Flavonoids, a commonly consumed natural product, elicit health-benefits such as antioxidant, anti-inflammatory, antiviral, anti-allergic, hepatoprotective, anti-carcinogenic and neuroprotective activities. Several studies have reported the beneficial role of flavonoids in improving memory, learning, and cognition in clinical settings. Their mechanism of action is mediated through the modulation of multiple signalling cascades. This polypharmacology makes them an attractive natural scaffold for designing and developing new effective therapeutics for complex neurological disorders like Alzheimer's disease and Parkinson's disease. Flavonoids are shown to inhibit crucial targets related to neurodegenerative disorders (NDDs), including acetylcholinesterase, butyrylcholinesterase, β-secretase, γ-secretase, α-synuclein, Aβ protein aggregation and neurofibrillary tangles formation. Conserved neuro-signalling pathways related to neurotransmitter biogenesis and inactivation, ease of genetic manipulation and tractability, cost-effectiveness, and their short lifespan make Caenorhabditis elegans one of the most frequently used models in neuroscience research and high-throughput drug screening for neurodegenerative disorders. Here, we critically appraise the neuroprotective activities of different flavonoids based on clinical trials and epidemiological data. This review provides critical insights into the absorption, metabolism, and tissue distribution of various classes of flavonoids, as well as detailed mechanisms of the observed neuroprotective activities at the molecular level, to rationalize the clinical data. We further extend the review to critically evaluate the scope of flavonoids in the disease management of neurodegenerative disorders and review the suitability of C. elegans as a model organism to study the neuroprotective efficacy of flavonoids and natural products.

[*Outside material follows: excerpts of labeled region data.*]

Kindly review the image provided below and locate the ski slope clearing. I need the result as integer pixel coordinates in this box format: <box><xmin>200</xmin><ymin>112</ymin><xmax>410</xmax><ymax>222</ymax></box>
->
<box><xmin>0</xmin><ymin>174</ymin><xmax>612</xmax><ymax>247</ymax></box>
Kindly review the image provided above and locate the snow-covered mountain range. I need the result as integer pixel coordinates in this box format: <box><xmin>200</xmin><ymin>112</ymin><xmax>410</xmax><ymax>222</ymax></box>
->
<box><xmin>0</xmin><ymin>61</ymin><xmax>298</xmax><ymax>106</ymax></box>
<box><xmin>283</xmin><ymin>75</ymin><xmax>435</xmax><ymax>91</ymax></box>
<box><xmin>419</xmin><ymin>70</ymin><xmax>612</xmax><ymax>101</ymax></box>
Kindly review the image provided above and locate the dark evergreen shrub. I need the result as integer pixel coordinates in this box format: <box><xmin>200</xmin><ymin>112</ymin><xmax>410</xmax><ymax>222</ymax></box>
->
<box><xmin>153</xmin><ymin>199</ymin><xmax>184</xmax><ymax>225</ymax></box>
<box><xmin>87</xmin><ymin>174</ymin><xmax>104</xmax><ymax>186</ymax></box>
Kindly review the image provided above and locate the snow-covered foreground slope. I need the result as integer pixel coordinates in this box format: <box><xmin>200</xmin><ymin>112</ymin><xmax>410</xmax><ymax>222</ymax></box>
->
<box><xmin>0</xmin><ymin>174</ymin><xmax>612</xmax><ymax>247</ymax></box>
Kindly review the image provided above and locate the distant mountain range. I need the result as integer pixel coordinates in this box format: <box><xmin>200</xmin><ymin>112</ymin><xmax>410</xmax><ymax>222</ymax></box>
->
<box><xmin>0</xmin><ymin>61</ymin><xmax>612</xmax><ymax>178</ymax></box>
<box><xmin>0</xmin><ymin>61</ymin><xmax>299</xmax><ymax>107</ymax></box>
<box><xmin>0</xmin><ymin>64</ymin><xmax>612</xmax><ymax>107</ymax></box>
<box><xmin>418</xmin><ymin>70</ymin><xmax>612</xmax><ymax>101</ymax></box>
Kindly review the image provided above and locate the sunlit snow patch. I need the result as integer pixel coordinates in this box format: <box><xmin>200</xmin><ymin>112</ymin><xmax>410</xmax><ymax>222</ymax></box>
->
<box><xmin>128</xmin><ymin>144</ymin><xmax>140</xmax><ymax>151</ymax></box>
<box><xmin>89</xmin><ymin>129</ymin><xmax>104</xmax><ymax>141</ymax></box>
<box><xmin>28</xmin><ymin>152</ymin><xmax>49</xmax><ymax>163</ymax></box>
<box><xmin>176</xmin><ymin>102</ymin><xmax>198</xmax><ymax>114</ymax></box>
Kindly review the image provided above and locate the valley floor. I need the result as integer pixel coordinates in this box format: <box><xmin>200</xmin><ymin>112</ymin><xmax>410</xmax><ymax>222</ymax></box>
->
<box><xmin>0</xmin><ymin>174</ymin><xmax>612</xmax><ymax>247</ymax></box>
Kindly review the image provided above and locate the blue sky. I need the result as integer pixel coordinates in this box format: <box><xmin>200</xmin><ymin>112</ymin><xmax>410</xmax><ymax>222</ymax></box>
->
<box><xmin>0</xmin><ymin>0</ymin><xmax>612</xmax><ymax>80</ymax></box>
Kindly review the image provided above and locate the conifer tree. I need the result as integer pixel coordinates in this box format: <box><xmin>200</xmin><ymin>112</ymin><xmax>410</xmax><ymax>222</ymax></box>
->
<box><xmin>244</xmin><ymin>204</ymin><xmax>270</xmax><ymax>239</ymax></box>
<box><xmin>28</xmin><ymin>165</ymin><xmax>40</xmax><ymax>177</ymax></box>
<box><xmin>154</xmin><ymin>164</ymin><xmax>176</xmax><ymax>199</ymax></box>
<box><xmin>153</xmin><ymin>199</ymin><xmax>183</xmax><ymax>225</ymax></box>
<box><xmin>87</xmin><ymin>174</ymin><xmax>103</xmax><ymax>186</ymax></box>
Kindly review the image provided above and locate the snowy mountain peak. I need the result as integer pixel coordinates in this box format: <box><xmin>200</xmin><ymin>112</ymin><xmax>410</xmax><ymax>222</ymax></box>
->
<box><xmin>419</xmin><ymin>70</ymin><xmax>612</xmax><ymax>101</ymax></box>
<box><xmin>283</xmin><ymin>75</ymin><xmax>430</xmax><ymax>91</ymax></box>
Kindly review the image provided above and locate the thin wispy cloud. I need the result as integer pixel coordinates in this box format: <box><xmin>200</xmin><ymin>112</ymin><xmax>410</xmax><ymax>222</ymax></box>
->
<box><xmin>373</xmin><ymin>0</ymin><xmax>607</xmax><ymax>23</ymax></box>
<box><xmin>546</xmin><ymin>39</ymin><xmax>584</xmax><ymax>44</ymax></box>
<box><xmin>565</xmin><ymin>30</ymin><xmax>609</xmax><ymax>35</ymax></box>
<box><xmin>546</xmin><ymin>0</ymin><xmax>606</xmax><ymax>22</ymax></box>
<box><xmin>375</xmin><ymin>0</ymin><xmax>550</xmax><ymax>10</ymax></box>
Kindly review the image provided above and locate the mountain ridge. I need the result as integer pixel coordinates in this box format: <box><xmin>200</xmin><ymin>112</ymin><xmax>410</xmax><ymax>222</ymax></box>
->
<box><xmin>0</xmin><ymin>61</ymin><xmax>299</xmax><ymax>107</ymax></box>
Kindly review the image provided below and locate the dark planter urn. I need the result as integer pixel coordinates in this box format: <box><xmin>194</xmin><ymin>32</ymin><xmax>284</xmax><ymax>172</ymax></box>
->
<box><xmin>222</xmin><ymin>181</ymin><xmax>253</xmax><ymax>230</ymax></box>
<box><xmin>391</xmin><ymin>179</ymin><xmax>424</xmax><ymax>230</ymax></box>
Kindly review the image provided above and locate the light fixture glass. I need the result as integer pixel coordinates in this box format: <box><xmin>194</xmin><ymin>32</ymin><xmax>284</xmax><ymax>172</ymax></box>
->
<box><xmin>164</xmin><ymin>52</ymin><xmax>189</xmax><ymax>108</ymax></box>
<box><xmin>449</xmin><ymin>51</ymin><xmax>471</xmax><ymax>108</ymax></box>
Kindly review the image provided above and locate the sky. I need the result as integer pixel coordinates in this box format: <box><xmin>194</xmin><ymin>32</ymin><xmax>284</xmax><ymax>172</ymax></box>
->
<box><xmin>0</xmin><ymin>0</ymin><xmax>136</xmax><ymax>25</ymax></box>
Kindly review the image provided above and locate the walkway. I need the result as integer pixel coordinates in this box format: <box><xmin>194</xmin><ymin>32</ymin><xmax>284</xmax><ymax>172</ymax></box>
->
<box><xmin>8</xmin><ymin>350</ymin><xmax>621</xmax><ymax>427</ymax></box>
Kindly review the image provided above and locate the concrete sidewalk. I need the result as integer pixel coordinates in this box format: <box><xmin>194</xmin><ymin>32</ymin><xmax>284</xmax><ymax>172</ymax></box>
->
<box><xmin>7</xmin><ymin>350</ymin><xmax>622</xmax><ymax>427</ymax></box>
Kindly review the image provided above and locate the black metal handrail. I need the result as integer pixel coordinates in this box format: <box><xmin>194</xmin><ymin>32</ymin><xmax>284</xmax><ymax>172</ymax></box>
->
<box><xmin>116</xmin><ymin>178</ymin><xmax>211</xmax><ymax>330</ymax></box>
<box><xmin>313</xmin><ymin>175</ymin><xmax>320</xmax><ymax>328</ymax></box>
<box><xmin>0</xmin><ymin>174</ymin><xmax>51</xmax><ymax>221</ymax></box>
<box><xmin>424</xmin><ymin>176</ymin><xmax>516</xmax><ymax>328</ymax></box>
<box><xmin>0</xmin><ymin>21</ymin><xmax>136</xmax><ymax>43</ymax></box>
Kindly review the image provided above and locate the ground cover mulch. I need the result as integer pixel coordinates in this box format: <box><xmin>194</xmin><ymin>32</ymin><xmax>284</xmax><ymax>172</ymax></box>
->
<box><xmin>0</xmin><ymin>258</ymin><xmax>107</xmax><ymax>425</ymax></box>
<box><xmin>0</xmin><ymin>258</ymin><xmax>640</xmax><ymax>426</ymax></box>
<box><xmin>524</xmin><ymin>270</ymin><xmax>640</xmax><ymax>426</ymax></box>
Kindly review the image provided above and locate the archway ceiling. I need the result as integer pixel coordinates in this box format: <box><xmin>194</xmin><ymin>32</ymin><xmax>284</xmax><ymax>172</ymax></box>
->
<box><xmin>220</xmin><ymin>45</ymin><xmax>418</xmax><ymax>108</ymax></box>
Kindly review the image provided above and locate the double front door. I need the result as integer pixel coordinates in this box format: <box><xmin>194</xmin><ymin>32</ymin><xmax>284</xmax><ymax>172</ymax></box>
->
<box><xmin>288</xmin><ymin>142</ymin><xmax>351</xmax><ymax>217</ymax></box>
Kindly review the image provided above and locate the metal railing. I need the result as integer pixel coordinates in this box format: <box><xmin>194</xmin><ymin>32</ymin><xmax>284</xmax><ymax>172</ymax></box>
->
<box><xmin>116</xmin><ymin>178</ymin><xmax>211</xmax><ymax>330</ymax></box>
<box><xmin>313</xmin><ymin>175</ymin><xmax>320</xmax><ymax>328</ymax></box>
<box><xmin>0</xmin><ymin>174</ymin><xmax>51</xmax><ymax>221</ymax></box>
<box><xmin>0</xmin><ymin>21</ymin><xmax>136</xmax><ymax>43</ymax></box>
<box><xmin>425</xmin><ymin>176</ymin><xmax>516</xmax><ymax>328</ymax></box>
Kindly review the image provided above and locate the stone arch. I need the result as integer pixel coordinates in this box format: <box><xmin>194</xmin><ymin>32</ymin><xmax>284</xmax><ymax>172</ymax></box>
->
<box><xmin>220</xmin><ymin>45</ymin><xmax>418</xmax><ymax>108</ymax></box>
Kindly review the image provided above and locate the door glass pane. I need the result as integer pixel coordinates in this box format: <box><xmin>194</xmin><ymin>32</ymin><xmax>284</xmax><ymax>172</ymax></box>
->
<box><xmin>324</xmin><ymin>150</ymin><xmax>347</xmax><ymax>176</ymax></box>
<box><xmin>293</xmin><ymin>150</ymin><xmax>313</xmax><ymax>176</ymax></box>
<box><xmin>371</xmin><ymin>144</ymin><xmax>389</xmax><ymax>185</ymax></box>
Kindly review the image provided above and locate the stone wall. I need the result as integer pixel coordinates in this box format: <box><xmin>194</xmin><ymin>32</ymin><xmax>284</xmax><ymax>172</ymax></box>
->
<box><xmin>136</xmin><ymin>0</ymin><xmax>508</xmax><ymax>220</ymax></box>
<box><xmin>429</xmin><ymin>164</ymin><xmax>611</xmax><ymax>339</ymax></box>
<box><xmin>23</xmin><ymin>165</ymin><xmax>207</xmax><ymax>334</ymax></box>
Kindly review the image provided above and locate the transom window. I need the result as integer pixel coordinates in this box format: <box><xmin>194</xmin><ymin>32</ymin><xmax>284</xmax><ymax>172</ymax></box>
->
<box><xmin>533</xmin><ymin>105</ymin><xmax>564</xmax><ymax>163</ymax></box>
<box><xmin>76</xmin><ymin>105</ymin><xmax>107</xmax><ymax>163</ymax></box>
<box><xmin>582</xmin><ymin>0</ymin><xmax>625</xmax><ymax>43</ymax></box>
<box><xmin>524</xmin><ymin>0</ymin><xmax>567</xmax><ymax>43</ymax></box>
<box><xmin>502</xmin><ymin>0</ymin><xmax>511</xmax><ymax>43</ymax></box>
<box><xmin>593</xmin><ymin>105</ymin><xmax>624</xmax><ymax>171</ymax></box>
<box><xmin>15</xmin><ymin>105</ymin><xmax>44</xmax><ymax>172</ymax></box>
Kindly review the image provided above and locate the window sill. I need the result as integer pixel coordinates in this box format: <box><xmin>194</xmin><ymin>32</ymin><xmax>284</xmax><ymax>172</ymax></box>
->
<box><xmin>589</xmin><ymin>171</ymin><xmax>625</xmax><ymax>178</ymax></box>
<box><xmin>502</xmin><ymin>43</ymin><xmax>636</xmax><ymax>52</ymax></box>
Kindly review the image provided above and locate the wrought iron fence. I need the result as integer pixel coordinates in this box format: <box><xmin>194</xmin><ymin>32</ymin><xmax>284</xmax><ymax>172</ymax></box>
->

类黄酮是一种常见的天然产品,具有抗氧化、抗炎、抗病毒、抗过敏、保肝、抗癌和保护神经等保健作用。一些研究报告称,类黄酮在临床环境中对改善记忆、学习和认知能力有益。黄酮类化合物的作用机制是通过调节多种信号级联介导的。这种多药理作用使黄酮类化合物成为一种极具吸引力的天然支架,可用于设计和开发治疗阿尔茨海默病和帕金森病等复杂神经系统疾病的新型有效疗法。黄酮类化合物可抑制与神经退行性疾病(NDDs)有关的关键靶点,包括乙酰胆碱酯酶、丁酰胆碱酯酶、β-分泌酶、γ-分泌酶、α-突触核蛋白、Aβ 蛋白聚集和神经纤维缠结的形成。与神经递质的生物发生和失活相关的神经信号通路的保守性、遗传操作的简易性和可操作性、成本效益以及短暂的寿命使 elegans 成为神经科学研究和神经退行性疾病高通量药物筛选中最常用的模型之一。在此,我们根据临床试验和流行病学数据对不同黄酮类化合物的神经保护活性进行了批判性评估。这篇综述对各类类黄酮的吸收、代谢和组织分布,以及在分子水平上观察到的神经保护活性的详细机制提供了重要的见解,从而使临床数据合理化。我们进一步扩展了综述范围,对黄酮类化合物在神经退行性疾病治疗中的应用范围进行了批判性评估,并回顾了将秀丽隐杆线虫作为模型生物来研究黄酮类化合物和天然产品的神经保护功效的适宜性。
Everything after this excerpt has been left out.